One important rule: untreated greywater should not be stored for more than 24 hours. The bacteria in it multiply quickly and produce foul odors. Adding about two tablespoons of chlorine bleach per gallon extends storage time somewhat, but the best practice is to use greywater the same day you collect it.

Health and Safety Considerations

Greywater carries lower pathogen levels than sewage, but it’s not sterile. Bacteria like E. coli and Salmonella can be present, especially in water used to wash diapers or heavily soiled clothing. The World Health Organization notes that disease outbreaks of cholera, typhoid, and dysentery have been linked to using improperly managed greywater for vegetable irrigation.

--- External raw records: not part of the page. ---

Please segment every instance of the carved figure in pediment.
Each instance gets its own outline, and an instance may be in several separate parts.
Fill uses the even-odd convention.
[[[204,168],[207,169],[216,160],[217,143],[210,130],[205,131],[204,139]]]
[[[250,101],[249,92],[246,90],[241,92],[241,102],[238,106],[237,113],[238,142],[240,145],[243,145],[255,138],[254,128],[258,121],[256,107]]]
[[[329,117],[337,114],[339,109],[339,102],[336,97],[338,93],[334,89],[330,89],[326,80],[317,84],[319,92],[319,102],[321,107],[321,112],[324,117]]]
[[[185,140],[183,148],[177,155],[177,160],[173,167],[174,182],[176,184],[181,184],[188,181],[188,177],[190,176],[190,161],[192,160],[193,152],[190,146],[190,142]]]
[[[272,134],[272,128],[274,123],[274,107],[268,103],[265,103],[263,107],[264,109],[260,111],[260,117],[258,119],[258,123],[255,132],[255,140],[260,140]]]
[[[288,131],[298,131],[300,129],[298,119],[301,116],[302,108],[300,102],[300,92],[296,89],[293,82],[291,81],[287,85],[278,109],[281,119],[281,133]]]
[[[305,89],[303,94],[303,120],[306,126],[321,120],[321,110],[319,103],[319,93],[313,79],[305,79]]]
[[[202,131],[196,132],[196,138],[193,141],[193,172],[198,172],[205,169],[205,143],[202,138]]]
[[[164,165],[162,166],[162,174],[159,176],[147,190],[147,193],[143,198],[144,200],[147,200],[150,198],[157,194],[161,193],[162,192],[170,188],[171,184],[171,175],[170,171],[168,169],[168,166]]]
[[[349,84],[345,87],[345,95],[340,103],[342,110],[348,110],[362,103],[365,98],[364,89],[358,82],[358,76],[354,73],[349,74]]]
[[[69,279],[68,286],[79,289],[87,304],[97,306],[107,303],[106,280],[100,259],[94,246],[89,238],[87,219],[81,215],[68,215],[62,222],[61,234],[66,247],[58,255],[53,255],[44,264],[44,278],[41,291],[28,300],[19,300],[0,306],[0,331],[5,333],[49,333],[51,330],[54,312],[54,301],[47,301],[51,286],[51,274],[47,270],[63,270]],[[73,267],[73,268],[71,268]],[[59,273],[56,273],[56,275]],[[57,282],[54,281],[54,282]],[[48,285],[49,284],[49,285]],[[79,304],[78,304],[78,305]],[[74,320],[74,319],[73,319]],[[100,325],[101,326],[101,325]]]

The practical safety measures are straightforward. Use subsurface irrigation rather than sprinklers to prevent contact with skin and inhaling mist. If you irrigate food crops, wash produce thoroughly before eating and apply greywater to the soil, not the edible parts of the plant. Keep children and pets away from areas where greywater is actively being applied. For above-ground systems like ponds, mosquito breeding is a concern that needs active management.

Protecting Your Soil Long-Term

The biggest environmental risk from greywater reuse is salt accumulation in soil, driven primarily by sodium in detergents. Clay soils are especially vulnerable because they drain poorly and trap salts. If you live in an area with less than 20 inches of annual rainfall, periodic flushing of the soil with fresh water helps prevent salt buildup. Sandy soils are more forgiving because they drain freely.

Choosing plant-friendly, low-sodium cleaning products is the single most effective way to keep your soil healthy over years of greywater irrigation. Many “greywater-safe” detergents are now available specifically for this purpose.